Artist: Allman Brothers Band
Source: CD: Beginnings (originally released on LP: Idlewild South0
Writer(s): Dicky Betts
Label: Polydor (original label: Capricorn)
The second Allman Brothers band was the first to include songs written by guitarist Dicky Betts. One of those songs, Revival, was also issued as the first single from the album. Originally written as an instrumental, Revival is one of the most easily recognizable songs in the Allman Brothers' catalog, and was the band's first single to hit the Billboard Hot 100 chart, spending three weeks there.

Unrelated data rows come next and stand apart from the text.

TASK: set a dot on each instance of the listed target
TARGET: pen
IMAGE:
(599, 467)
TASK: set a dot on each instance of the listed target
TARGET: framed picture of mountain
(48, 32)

Title: Round House Blues (live)
Source: British import CD: Definitive Collection
Label: Angel Air
Year: Recorded 1967, released 2000
Andromeda was one of the first bands that made music that can legitimately be called hard rock. The proof is in this 1967 recording from London's Round House Chalk Farm. I don't have any writing credits for Round House Blues, and the recording quality leaves a lot to be desired, but the energy level of the band (and John Du Cann's blistering guitar work) speaks for itself. Andromeda went on to record one proper LP before Du Cann left to join Atomic Rooster.
Title: Tightrope Ride
Source: Stereo 45 RPM single
Following the death of lead vocalist Jim Morrison in 1971, the remaining members of the Doors decided to carry on without him, releasing the album Other Voices later that year. Many of the tracks had actually been started before Morrison's death, with the hope being that he would return from Paris to complete the album. When that didn't happen, keyboardist Ray Manzarek and guitarist Robby Krieger ended up doing the vocals themselves. One single, Tightrope Ride, was released from the album. The tune features Manzarek on lead vocal.